Fetal Autopsy - Backwoods Bloodshed



Les One-Man Band américains ne sont pas rares dans le milieu du Death Brutal. Putrid Pile et Insidious Decrepancy l'ont bien démontré avec leurs leaders respectifs Shaun LaCanne et Shawn Whitaker. Ici, le fan de musique extrême Ray Bell nous balance dans Fetal Autopsy un son agressif, lourd et suintant la mort et la maladie. Son dernier album, Backwoods Bloodshed, va nous transporter dans les tréfonds d'une forêt abandonnée afin de s'adonner aux pulsions les plus barbares. Récit d'un voyage sordide.


Line-Up :
Ray Bell - Tous les instruments


Ce qui est certain dans cette nouvelle galette de Ray Bell, c'est que le gaillard a tenu d'emblée à nous mettre mal à l'aise, et ce grâce à des compositions très mid-tempo dans l'ensemble, donnant à ce disque une ambiance suffocante et quasi-malsaine. On aura l'impression sur la majorité des titres de se faire poursuivre par un détraqué dans la forêt à la tombée de la nuit, façon Massacre À La Tronçonneuse, notamment sur les deux premiers titres, "Necrotic Fornication" et "Left To Rot". Le rythme est pesant, la voix grave de Ray Bell assombrissant des guitares déjà très graves et une double pédale écrasante. Les claviers et les supplications féminines presque mystiques viendront accentuer cette atmosphère très noire sur le deuxième titre pré-cité.

Des relents de Brutal Death Slam viendront faire subtilement leur apparition sur des morceaux comme "Backwoods Bloodshed" ou "Mummified Putrefaction", renforçant une nouvelle fois cette sensation d'étouffement, que l'auditeur ressentira sur chaque note, telle une victime tentant d'échapper au meurtrier sanguinaire qui le poursuit implacablement.

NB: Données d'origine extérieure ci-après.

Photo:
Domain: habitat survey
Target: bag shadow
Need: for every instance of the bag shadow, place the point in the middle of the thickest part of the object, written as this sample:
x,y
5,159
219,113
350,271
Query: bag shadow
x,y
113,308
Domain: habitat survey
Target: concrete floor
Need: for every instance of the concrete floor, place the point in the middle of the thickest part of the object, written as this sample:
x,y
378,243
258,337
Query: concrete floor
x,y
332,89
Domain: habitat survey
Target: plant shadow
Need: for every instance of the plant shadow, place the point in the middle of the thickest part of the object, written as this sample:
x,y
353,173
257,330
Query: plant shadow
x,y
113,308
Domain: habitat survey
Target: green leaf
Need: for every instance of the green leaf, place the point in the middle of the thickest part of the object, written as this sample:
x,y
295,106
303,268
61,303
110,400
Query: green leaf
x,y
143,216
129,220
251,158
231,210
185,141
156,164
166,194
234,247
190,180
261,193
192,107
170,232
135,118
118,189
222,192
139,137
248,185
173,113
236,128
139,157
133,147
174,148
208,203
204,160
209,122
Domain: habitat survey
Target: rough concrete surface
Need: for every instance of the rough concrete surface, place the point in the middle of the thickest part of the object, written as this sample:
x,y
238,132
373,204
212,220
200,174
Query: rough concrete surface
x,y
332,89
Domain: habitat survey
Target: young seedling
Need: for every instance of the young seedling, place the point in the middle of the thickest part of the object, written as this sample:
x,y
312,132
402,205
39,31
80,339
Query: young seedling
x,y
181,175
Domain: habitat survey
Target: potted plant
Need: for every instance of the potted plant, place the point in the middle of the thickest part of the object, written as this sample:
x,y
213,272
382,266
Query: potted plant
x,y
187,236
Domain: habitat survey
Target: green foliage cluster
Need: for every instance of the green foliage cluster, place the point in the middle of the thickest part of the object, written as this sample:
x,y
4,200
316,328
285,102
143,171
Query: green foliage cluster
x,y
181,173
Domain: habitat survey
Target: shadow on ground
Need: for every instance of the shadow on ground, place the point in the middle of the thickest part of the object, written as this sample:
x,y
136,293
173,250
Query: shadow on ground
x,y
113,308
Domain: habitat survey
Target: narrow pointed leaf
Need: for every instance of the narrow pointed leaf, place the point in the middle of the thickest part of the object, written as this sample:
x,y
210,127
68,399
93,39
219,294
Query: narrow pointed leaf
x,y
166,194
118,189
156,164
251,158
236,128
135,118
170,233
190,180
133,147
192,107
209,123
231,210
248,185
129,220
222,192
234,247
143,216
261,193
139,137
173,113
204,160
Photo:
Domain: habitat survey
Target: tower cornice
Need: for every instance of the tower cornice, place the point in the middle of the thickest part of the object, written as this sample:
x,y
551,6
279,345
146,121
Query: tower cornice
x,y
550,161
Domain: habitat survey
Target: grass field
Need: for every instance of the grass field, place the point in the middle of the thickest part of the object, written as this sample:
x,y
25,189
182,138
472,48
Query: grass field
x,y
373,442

La tension bondira d'un coup avec la superbe accélération de "Mummified Putrefaction", sans nul doute la chanson la plus violente de l'album.

Des titres seront légèrement plus planants que d'autres, avec des arpèges venant alléger la lourdeur suintante de la musique de Ray Bell, comme "Sculpted Flesh", "Awaiting The Slaughter..." ou encore la conclusion instrumentale "Screams Of A Decaying Soul". Sur ces deux derniers, on appréciera d'autant plus l'atmosphère globale de l'album, sur fonds de claviers et de cris d'agonie bien angoissants. Comme si l'histoire prenait fin, le tueur ayant réussi son entreprise macabre.

Mais voilà, l'atmosphère très convaincante de Backwoods Bloodshed ne fait pas tout ! C'est musicalement que le bât blesse. Malgré une très bonne production, rendant grâce au son sinistre des instruments, les morceaux seront pour la plupart trop longs, ressassant sans arrêt certains riffs qui deviendront à la longue lassants et monotones. "Necrotic Fornication", "Dennis The Menace", "Butchered In A Casket" ou encore "Sculpted In Flesh" auraient ainsi mérité plus de diversité dans le riffing proposé, ce qui n'aurait finalement pas dégradé la qualité de l'ambiance de l'album. Pour une galette d'environ 50 minutes, 10 minutes auraient pu être enlevées afin d'en faire un disque plus appréciable et moins lassant sur la durée.

Fetal Autospy et son leader, Ray Bell, nous livre donc un album aux atmosphères très intéressantes, plongeant droit l'auditeur dans un film d'horreur, poursuivi par un (ou plusieurs) dégénéré(s) sanguinaires. Mais la longueur de Backwoods Bloodshed posera quelque peu problème, un problème qui sera accentué par un manque de variété dans le riffing proposé malgré quelques accélérations bienvenues.